Awesome
MALCOM
Source code for paper: Thai Le, Suhang Wang, Dongwon Lee. MALCOM: Generating Malicious Comments to Attack Neural Fake News Detection Models 20th IEEE International Conference on Data Mining (ICDM), Virtual, November 17-20, 2020.
https://ieeexplore.ieee.org/abstract/document/9338282/
Better Late than Never. Sorry all for uploading all the codes late.
Thanks other author(s) that have utilized and contacted for feedbacks on the codes.
- Many of the codes were adopted from TextGAN-William
# -*- coding: utf-8 -*-
# @Author : William
# @Project : TextGAN-william
# @FileName :
# @Time : Created at 2019-03-18
# @Blog : http://zhiweil.ml/
# @Description :
# Copyrights (C) 2018. All Rights Reserved.
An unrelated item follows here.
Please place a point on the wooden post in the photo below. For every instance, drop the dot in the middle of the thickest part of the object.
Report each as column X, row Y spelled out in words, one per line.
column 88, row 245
Included Models and Baselines
Please see the paper for more details
Fake news
TextCNN, RNN, CIS and their variations
Baseline
Random Coherence, HotFlip, UniTrigger, TextBugger
Instruction
A few important notes on prerequisite
Nvidia-Driver and CUDA version:
NVIDIA-SMI 530.30.02
Driver Version: 530.30.02
CUDA Version: 12.1
python==3.5
scikit-learn==0.21.3
pytorch==2.0.0+cu117
MLE (Pre-training) Training (yes, this is before we have all the fancy pre-trained models :))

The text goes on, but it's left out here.